November 29, 2015 at 8:48 am #91696
Simple things to collect or save for home nursing:
Twin size sheets & blankets; at least 3 sets per bed. You’ll need someone doing laundry all day. (double duty: when the sheets get threadbare, turn them into bandages; old blankets can be covered as the inner sandwich of a quilt.)
Dishpans or basins, old towels & washcloths
Don’t count on having paper or disposable anything – so bedpans, urinals and be able to wash up. Bleach water like in old fashioned diaper pails will help sanitize and you must use the hottest water to wash; sunshine (UV) will also help sanitize.)
Gloves are ubiquitous in healthcare; stock what you can, add heavier rubber gloves, and reserve for contagious diseases. Soap & water and proper handwashing will serve for all else. A soft nailbrush, too.

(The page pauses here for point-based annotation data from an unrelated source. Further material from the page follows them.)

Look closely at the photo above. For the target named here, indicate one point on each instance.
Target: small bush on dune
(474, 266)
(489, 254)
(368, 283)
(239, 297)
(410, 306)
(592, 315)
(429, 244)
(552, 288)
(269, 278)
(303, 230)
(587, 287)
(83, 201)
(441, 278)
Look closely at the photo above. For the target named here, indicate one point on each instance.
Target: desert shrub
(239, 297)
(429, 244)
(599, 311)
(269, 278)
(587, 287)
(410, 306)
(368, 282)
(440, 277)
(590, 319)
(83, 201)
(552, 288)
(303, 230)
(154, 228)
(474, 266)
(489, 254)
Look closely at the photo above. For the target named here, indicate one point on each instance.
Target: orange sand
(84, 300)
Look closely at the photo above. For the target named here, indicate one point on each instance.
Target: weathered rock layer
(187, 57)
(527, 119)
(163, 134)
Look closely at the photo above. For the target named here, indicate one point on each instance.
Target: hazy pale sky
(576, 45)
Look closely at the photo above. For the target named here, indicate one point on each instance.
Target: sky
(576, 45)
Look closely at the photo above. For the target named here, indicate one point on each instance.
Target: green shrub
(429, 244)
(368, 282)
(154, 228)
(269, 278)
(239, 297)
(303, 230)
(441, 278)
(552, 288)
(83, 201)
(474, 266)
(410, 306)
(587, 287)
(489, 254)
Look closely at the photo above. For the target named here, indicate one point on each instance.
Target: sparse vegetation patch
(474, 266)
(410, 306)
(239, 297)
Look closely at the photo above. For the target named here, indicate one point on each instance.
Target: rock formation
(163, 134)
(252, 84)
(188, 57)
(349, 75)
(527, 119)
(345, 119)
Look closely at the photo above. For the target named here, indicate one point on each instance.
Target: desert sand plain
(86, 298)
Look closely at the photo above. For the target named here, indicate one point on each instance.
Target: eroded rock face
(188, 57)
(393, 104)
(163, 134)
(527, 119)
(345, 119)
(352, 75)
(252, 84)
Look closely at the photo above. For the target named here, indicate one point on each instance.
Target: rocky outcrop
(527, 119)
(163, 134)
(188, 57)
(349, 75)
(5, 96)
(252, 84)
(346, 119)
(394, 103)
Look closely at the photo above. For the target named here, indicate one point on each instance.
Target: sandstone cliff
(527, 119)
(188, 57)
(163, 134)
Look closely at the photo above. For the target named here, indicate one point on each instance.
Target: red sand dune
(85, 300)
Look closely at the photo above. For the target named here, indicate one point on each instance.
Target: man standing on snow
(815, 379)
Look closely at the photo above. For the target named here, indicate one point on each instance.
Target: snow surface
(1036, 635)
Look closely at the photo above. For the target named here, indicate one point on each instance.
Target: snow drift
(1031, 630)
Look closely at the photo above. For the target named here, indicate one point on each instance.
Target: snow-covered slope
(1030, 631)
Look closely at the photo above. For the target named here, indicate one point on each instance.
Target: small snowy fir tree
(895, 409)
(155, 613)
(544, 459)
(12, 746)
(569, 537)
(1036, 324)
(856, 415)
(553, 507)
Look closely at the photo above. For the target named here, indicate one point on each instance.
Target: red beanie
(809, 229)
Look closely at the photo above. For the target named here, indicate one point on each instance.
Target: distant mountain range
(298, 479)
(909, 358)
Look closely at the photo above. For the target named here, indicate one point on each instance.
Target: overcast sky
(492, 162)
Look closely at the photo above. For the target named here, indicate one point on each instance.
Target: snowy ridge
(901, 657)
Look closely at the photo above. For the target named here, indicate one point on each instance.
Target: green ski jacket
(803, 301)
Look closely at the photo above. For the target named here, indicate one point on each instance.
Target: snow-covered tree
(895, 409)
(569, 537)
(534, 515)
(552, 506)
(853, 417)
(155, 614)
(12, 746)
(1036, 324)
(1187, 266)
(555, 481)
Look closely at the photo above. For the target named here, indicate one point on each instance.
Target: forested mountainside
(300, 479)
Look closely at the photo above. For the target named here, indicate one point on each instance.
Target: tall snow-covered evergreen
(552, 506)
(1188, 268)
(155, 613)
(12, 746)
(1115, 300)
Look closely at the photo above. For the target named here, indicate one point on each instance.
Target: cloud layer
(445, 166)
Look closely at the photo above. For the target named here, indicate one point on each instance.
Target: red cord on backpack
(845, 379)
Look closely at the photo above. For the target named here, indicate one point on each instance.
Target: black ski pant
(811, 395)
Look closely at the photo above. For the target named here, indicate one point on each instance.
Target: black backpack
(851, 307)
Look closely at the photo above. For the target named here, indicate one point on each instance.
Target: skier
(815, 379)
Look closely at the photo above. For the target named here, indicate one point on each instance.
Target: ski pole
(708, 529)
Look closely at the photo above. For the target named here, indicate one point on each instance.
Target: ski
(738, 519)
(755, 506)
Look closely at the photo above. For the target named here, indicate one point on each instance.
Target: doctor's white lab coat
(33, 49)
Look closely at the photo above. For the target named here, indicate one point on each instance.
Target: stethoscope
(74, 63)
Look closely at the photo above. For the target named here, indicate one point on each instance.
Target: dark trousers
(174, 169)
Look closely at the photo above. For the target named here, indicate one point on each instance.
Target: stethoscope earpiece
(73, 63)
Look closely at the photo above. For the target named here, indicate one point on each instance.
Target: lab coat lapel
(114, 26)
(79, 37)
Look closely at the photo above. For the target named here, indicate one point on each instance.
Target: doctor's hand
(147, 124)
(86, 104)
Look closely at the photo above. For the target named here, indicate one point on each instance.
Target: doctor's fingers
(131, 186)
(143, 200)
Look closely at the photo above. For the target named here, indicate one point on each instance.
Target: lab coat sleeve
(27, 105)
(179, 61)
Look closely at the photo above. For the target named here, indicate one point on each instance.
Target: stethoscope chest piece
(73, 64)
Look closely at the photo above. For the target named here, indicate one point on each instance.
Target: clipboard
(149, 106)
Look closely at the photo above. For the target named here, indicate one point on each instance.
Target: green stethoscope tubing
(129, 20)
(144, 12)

Understand the physical signs of imminent death; all the numbers collection devices in the world will mislead you from some of those symptoms. Hospice information provides an easy to digest source of this information – and also information on making the transition as natural and comfortable as possible for everyone. (My hubby had a death rattle for a day or so before he passed. Ironically, I was reading about it at that time, when it all became immediate.)
Lack of appetite leads to loss of essential muscle mass. This leads to weakening the ability to swallow, drink or speak; the loss of calories for the lungs and heart to work – and in the end, cell die off. Yet this is the normal progression for terminal phases of disease and “old age”. Modern medicine has many gadgets and drugs to attempt to slow the progression, and can only reverse it if started early enough. The question for the caregiver is, is there a valuable reason for patient and family, to attempt prolong the process when there is little or no chance of recovery?